Tag Archives: Responsibility

What’s the real cause of obesity in children?

Ari send me an article from the New York Times.

Excerpt:

It has become an article of faith among some policy makers and advocates, including Michelle Obama, that poor urban neighborhoods are food deserts, bereft of fresh fruits and vegetables.

But two new studies have found something unexpected. Such neighborhoods not only have more fast food restaurants and convenience stores than more affluent ones, but more grocery stores, supermarkets and full-service restaurants, too. And there is no relationship between the type of food being sold in a neighborhood and obesity among its children and adolescents.

Within a couple of miles of almost any urban neighborhood, “you can get basically any type of food,” said Roland Sturm of the RAND Corporation, lead author of one of the studies. “Maybe we should call it a food swamp rather than a desert,” he said.

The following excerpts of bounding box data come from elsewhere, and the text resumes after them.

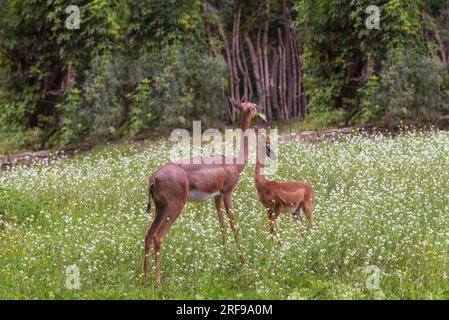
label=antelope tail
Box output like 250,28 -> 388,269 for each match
147,177 -> 156,214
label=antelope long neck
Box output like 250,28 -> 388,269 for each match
254,136 -> 267,187
237,114 -> 251,172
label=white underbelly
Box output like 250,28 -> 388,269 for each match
187,189 -> 220,201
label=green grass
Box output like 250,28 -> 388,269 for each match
0,132 -> 449,299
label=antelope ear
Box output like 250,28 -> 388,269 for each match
228,97 -> 241,109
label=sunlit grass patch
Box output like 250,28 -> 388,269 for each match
0,132 -> 449,299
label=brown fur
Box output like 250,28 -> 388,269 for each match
142,101 -> 257,285
254,130 -> 315,242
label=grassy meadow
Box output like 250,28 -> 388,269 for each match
0,131 -> 449,299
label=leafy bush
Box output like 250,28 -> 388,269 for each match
0,188 -> 45,223
354,49 -> 449,124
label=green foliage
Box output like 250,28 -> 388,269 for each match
0,188 -> 45,223
361,49 -> 449,124
295,0 -> 444,123
0,131 -> 449,299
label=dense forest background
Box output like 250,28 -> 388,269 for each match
0,0 -> 449,150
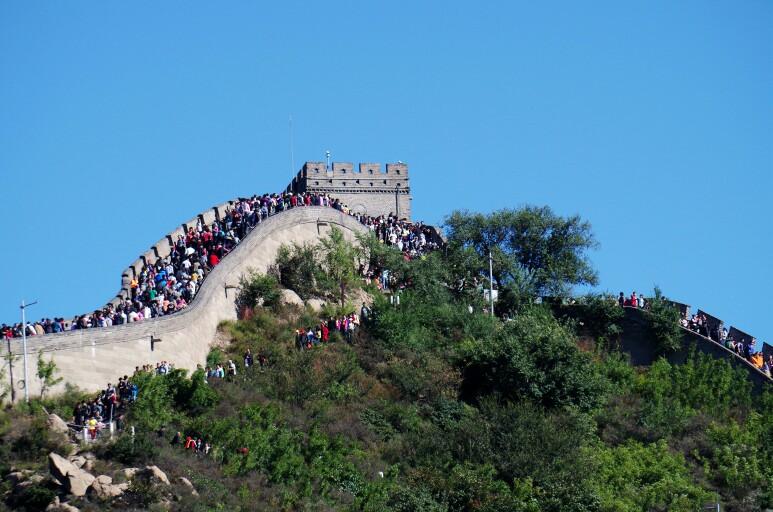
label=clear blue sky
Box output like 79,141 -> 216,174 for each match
0,0 -> 773,348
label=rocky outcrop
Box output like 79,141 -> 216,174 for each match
177,476 -> 199,496
48,452 -> 95,496
142,466 -> 171,485
279,290 -> 303,308
306,298 -> 325,313
12,207 -> 367,393
46,414 -> 70,435
88,475 -> 129,500
46,496 -> 80,512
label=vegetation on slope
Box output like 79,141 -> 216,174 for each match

Some experts say these new findings raise questions about the effectiveness of efforts to combat the obesity epidemic simply by improving access to healthy foods. Despite campaigns to get Americans to exercise more and eat healthier foods, obesity rates have not budged over the past decade, according to recently released federal data.

“It is always easy to advocate for more grocery stores,” said Kelly D. Brownell, director of Yale University’s Rudd Center for Food Policy and Obesity, who was not involved in the studies. “But if you are looking for what you hope will change obesity, healthy food access is probably just wishful thinking.”

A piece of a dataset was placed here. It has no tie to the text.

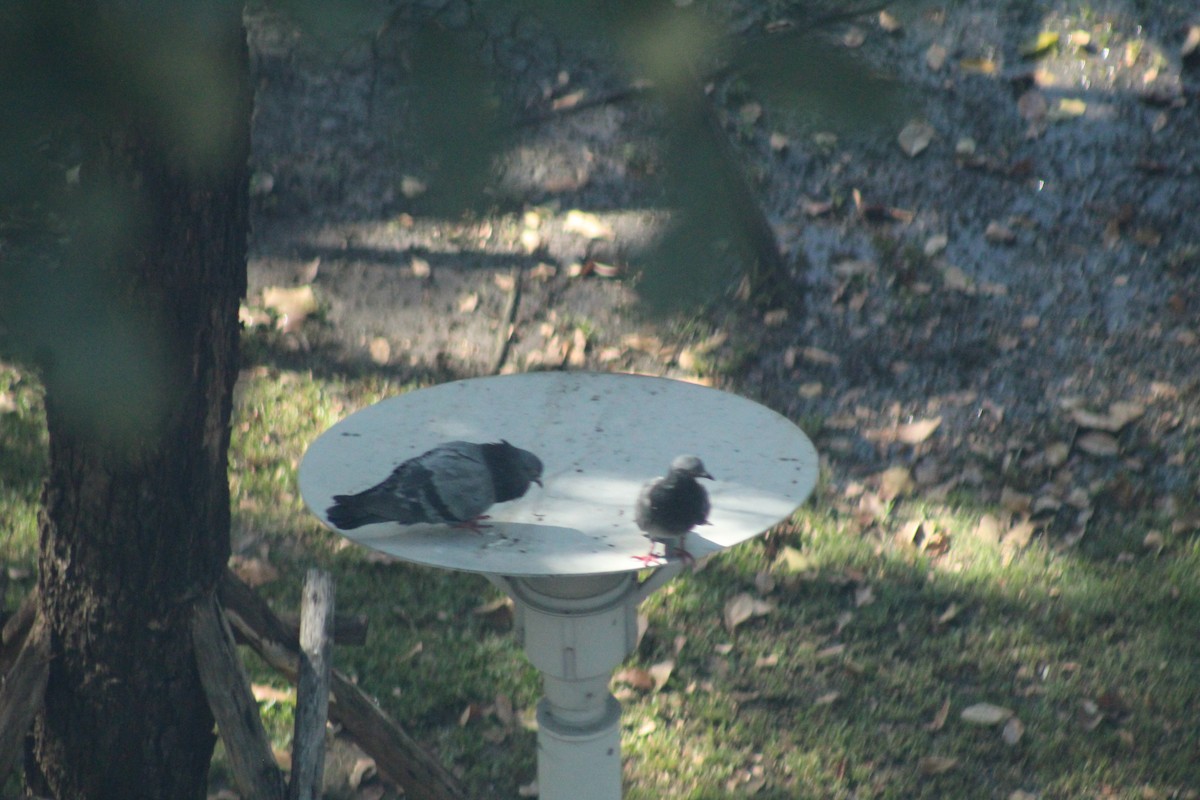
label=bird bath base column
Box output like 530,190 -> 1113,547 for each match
488,565 -> 679,800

Advocates have long called for more supermarkets in poor neighborhoods and questioned the quality of the food that is available. And Mrs. Obama has made elimination of food deserts an element of her broader campaign against childhood obesity, Let’s Move, winning praise from Democrats and even some Republicans, and denunciations from conservative commentators and bloggers who have cited it as yet another example of the nanny state.

[…]In one neighborhood in Camden, N.J., where 80 percent of children are eligible for a free school lunch, children bought empanadas, sodas and candy at a grocer, while adults said they had no trouble finding produce. Wedged in among fast food restaurants, convenience stores, sit-down restaurants, take-out Chinese and pizza parlors were three places with abundant produce: Pathmark and Save-A-Lot supermarkets and a produce stand.

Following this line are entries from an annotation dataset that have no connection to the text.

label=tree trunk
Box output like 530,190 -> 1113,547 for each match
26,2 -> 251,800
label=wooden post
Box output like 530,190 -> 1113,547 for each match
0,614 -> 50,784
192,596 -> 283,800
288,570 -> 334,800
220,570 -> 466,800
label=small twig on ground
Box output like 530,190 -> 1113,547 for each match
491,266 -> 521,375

Wow! So there is fresh produce everywhere! Why aren’t the children eating it?

Here’s another article Ari sent me from City Journal, by Theodore Dalrymple.

Excerpt:

About two-thirds of these malnourished young men take drugs, upon which they spend sums of money that, however obtained, would secure them nightly banquets. The drugs they take suppress their appetite: the nausea induced by heroin inhibits the desire to eat, while cocaine and its derivatives suppress it altogether. The prostitutes who stand on the street corners not far from where I live—they work a shift system and commute in from a nearby town in buses chartered by their pimps—are likewise grossly malnourished (they often end up in my hospital), and for the same reason. You’d think famine were stalking the land.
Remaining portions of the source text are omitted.